Fox News’ Megyn Kelly invited Wikileaks’ editor-in-chief Julian Assange to discuss the “significant” material on Democratic presidential nominee Hillary Clinton he plans to leak before the election day in order to damage her campaign.
Previously, Fox had repeated Assange’s conspiracy that a DNC staffer was murdered because of association with WikiLeaks, while a report on Fox and Friends cited Assange in a claim that Google buried stories about the “Clinton body count.” For his part, Assange has discussed an “October Surprise” with unofficial Trump adviser Roger Stone, who claims that the Clintons have murdered 40 people, including JFK Jr., for being “in the way.” From the August 24 edition of Fox News’ The Kelly File:
MEGYN KELLY (HOST): Julian, thank you very much for being here. So, let's start with the additional information you have regarding Hillary Clinton. When can we expect this information?
JULIAN ASSANGE: Well we're working around the clock. We have received quite a lot of material [INAUDIBLE] electoral process and by a major DNC revelation, which has now led to the resignation of five top officials at the DNC, including Debbie Wasserman Schultz, the president, the last one, late last week. It's a complex business, what we do. We have to assess the veracity, we have a perfect ten-year record, so far, in never getting it wrong. We want the keep that reputation. Understand how things should be formatted, what media should we be involved in, what is the best way to stage it out, do we accumulate everything, assess it, publish all in one batch or do we do several batches. The approach we have decided to take is that we do several batches.
KELLY: Give us a general sense. Are we going to see it before the November 8th election?
ASSANGE: Yes, absolutely. I mean, in the case of the DNC leaks, for example, we pushed as fast as we could to try to get it in before the Democratic nomination conference because obviously people have a right to understand who it is they're nominating and what sort of process was involved and the same is true here. For the US electoral process, people involved in that election have the right to understand who it is they're electing.
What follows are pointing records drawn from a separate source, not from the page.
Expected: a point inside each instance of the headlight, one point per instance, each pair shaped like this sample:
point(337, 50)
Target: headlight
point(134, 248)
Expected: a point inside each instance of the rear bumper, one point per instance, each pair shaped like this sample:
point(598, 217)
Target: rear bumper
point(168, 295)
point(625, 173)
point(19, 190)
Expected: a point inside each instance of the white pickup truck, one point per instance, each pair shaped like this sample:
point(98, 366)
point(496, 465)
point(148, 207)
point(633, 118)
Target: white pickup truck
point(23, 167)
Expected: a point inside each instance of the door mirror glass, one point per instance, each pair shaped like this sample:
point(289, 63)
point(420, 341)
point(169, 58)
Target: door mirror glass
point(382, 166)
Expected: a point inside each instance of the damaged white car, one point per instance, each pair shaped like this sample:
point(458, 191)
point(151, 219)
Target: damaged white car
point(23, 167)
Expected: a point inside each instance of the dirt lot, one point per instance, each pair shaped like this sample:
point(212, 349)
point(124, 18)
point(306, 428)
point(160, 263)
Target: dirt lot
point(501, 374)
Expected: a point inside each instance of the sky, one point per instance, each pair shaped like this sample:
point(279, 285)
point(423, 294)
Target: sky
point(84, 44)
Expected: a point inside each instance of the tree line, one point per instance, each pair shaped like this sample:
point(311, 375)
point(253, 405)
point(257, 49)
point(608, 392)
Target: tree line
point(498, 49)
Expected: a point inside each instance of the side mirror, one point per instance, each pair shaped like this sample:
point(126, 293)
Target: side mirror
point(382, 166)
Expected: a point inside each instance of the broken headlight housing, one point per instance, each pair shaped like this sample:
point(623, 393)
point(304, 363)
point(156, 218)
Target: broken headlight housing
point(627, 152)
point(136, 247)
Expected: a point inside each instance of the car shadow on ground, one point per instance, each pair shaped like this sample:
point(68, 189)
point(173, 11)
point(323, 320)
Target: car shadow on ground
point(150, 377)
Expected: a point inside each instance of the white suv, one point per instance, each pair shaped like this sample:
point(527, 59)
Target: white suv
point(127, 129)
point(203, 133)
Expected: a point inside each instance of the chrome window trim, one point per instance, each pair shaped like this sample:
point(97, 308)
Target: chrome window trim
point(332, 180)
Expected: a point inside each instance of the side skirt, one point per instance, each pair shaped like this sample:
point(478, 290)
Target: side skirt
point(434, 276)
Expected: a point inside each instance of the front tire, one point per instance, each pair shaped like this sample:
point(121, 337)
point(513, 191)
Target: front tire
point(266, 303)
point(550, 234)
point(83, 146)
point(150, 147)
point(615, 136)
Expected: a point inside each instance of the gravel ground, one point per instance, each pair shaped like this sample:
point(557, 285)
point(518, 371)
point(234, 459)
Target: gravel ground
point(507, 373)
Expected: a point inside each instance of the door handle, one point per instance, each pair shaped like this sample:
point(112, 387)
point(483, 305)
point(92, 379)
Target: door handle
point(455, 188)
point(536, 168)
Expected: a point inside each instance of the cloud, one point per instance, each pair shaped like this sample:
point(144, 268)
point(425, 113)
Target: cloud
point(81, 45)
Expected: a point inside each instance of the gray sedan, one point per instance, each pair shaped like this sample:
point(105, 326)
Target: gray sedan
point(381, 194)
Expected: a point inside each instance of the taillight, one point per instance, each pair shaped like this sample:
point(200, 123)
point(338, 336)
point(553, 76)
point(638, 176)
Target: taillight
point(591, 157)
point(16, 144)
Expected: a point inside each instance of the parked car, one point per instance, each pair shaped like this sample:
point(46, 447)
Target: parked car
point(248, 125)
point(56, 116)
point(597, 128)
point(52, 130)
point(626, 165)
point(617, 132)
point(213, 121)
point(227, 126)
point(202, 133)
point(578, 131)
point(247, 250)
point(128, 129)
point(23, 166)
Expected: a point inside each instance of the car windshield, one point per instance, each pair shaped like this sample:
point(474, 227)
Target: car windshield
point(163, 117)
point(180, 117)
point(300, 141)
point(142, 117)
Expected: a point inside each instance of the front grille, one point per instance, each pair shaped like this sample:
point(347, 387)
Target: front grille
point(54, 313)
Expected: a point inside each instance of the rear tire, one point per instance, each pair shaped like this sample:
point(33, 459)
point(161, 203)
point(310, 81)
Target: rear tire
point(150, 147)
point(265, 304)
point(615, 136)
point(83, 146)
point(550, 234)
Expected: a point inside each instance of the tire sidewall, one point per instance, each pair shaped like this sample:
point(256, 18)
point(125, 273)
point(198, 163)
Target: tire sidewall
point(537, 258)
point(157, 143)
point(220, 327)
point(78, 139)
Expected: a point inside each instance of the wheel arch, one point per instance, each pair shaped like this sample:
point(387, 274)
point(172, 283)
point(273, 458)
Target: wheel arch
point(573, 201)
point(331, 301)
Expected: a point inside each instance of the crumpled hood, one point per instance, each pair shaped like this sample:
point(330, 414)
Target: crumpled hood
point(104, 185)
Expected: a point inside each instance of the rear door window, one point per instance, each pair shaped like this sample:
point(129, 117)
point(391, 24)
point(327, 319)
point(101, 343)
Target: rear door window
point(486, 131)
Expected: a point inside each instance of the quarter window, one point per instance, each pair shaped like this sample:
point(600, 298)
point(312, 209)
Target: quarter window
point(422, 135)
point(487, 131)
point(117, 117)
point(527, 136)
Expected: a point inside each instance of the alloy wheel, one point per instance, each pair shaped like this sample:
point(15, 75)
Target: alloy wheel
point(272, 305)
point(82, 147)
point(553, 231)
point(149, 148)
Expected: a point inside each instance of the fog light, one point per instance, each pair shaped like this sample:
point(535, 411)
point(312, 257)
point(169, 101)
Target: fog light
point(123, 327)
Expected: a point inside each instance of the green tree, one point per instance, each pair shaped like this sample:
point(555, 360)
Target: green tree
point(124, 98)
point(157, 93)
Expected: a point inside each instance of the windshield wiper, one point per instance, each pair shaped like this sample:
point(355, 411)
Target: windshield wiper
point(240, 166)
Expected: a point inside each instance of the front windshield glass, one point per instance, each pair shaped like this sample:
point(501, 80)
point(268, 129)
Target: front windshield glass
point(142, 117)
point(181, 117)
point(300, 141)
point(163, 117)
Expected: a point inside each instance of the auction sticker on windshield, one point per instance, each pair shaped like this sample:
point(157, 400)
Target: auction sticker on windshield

KELLY: Now, you've seen it, right? Can you tell us how significant you believe it is? I mean, compare its significance to what we saw released by WikiLeaks in July.
ASSANGE: I don't want to scoop ourselves. We have a lot of pages of material, thousands of pages of material. So, no I have not read every single page, we’re hard at work in doing that, trying to understand, etc. I didn't want to give the game away but it's a variety of different types of documents from different types of institutions that are associated with the election campaign, some quite unexpected angles that are, you know, quite interesting, some even entertaining.
KELLY: Do you -- you know, right now according to the average of all polls, she's beating Donald Trump by 5.5 points nationwide. She's way ahead of him in most of the swing states, not all. Do you believe the information in your possession could be a game-changer in the US election?
ASSANGE: I think it's significant. You know, it depends on how it catches fire in the public and in the media.